Para 27 de los imputados este miércoles, todos miembros del consejo de administración de la entidad —"administradores", los denomina el auto—, el magistrado ha determinado ya fechas concretas —16, 17 y 18 de febrero— para que acudan a declarar ante el tribunal.

A otros siete los cita el 20 de febrero como testigos, "a fin de determinar la naturaleza y circunstancias de comisión de los hechos", y entre ellos están los cuatro consejeros que no usaron las tarjetas y también Enrique de la Torre, que gastó 320.700 euros y es el único de la lista de los que usaron las tarjetas que no ha sido imputado. Al resto los citará a declarar más adelante.

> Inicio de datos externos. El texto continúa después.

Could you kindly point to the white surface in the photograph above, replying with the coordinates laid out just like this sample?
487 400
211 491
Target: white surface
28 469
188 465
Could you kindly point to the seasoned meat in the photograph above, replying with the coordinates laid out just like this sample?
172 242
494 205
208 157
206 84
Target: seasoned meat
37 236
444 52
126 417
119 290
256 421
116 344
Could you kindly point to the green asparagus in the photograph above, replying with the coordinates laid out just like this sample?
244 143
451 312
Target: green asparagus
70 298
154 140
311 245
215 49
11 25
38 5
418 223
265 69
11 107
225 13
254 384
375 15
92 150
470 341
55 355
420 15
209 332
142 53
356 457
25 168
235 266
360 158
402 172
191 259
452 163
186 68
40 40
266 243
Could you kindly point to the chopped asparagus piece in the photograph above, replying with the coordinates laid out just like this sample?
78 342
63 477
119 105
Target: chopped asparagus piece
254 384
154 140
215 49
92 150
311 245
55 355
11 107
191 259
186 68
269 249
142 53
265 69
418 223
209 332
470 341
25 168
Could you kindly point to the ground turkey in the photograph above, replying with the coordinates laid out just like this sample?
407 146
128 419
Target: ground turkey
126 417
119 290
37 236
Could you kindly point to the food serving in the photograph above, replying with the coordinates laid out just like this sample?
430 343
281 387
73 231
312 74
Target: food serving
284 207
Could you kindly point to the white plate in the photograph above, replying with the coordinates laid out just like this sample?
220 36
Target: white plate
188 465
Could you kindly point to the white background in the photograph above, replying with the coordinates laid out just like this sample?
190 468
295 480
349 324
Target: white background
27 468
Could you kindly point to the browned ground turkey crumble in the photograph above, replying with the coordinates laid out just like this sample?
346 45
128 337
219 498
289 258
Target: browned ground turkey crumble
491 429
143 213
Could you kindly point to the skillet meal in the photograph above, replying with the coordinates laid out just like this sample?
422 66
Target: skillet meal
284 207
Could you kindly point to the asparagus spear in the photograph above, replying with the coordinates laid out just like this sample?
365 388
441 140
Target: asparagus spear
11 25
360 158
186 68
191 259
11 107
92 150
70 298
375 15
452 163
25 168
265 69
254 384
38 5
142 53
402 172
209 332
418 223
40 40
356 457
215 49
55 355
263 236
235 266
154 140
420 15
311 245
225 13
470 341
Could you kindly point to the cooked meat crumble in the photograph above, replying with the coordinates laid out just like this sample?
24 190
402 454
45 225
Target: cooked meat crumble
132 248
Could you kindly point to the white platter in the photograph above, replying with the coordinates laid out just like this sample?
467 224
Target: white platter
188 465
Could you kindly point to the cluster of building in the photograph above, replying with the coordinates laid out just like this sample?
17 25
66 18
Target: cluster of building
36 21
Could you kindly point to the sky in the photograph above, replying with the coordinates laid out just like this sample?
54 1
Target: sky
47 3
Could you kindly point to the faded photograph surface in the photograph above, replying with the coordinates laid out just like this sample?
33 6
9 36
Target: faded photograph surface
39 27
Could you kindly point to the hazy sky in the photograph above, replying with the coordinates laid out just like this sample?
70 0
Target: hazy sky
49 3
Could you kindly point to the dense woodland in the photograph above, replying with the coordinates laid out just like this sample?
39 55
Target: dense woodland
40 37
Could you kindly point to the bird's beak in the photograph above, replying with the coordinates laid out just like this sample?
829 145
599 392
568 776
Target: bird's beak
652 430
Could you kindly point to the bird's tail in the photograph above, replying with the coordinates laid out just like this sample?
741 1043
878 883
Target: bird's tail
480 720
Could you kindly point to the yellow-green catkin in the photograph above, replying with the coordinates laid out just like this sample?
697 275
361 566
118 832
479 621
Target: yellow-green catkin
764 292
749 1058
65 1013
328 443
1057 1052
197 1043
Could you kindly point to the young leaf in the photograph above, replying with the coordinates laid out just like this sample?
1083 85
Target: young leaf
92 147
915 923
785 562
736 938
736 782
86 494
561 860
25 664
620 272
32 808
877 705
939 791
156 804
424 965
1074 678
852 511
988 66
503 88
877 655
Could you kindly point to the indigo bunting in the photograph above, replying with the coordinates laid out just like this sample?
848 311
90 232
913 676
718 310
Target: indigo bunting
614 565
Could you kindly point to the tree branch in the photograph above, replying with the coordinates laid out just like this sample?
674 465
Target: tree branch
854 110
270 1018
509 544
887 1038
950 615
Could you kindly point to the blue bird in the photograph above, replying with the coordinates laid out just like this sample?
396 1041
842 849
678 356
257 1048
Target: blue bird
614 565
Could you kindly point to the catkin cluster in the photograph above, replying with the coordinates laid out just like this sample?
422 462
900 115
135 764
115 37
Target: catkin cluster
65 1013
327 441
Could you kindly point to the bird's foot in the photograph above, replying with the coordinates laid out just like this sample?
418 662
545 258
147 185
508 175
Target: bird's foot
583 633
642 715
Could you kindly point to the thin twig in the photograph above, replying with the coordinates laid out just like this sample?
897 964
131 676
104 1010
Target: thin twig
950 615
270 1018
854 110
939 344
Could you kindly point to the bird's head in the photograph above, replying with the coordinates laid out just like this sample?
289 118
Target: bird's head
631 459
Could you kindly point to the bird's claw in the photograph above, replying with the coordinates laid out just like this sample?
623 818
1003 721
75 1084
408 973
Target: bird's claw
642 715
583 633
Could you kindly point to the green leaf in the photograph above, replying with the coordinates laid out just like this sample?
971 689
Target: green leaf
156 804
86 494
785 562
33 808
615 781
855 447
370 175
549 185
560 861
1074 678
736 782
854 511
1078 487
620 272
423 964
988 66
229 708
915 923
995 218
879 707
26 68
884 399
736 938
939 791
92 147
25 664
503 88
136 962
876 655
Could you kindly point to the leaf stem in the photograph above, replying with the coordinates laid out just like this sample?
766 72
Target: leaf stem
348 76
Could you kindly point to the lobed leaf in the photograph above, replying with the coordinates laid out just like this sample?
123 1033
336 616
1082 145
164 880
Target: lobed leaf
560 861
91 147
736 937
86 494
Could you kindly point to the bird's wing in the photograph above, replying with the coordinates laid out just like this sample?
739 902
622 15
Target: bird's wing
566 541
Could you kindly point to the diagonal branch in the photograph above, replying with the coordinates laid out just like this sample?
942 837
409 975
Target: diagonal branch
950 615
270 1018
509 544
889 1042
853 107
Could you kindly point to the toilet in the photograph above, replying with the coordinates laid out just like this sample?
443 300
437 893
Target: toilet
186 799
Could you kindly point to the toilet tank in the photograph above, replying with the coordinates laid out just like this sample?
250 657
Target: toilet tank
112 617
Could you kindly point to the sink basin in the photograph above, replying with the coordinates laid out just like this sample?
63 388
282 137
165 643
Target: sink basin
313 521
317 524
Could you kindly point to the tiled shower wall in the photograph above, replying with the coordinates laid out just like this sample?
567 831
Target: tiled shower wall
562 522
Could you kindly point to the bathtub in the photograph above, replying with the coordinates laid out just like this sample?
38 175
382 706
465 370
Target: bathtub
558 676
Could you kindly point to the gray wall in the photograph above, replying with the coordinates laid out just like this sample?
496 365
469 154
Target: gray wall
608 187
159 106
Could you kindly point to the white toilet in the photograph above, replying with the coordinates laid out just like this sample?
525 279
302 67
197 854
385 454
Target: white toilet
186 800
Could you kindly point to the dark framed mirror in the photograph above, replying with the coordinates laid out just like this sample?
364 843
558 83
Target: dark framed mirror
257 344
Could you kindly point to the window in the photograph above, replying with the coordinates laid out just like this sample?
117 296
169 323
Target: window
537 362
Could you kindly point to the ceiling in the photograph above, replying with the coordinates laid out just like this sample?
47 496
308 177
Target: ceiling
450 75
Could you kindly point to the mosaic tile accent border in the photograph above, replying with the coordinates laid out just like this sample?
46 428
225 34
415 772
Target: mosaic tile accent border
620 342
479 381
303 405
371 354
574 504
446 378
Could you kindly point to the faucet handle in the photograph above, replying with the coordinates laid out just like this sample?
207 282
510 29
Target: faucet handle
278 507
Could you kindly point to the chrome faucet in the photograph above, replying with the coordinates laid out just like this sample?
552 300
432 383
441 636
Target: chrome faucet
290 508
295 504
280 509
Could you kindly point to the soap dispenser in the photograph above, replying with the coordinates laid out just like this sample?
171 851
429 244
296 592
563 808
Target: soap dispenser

El auto sostiene que hay "serias dudas" sobre el carácter de los gastos originadosEl juez menciona en su argumentación la sentencia conocida el martes del Tribunal Supremo, con fecha 29 de diciembre, que condenó a un matrimonio por gastar 450.000 euros con una tarjeta de empresa.

El juez dice que las tarjetas B terminaron convirtiéndose para los consejeros y ejecutivos de Caja Madrid y Bankia en una "remuneración irregular", aunque su función no era esa, y que hay "serias dudas" sobre el carácter de los gastos originados. Así, cita, entre otros, gastos de alimentación, electrodomésticos, ropa o retiradas en efectivo que no estaban relacionados "con gastos de representación derivados del ejercicio del cargo ostentado en la empresa".

El magistrado asegura que, en el caso de que se considerara que las tarjetas formaban parte de la retribución, "no se entiende el motivo por el que algunos beneficiarios no llegaron a hacer uso de las mismas", ni tampoco por qué algunos "no llegaban a agotar el saldo (...) que quedaba en la entidad emisora".

El juez insiste en que uso de las tarjetas era "totalmente irregular, fuera de los cauces ordinarios" y que se ocultó al "fisco". Por eso, la conducta de "consejeros y administradores" de Caja Madrid y Bankia, argumenta, podrían haber cometido un delito de administración desleal o bien de apropiación indebida y eso le lleva a citar a 27 miembros del consejo de administración para que declaren.

Respecto a los directivos de Caja Madrid y Bankia, apunta a un delito de apropiación indebida si es que hubieran usado las tarjetas B para gastos "no autorizados". Por otro lado, el juez requiere a BFA-Bankia y a la Fundación Caja Madrid para que le informen sobre "la situación actual del proceso de recuperación de las cantidades dispuestas por todos los distintos beneficiarios de las tarjetas".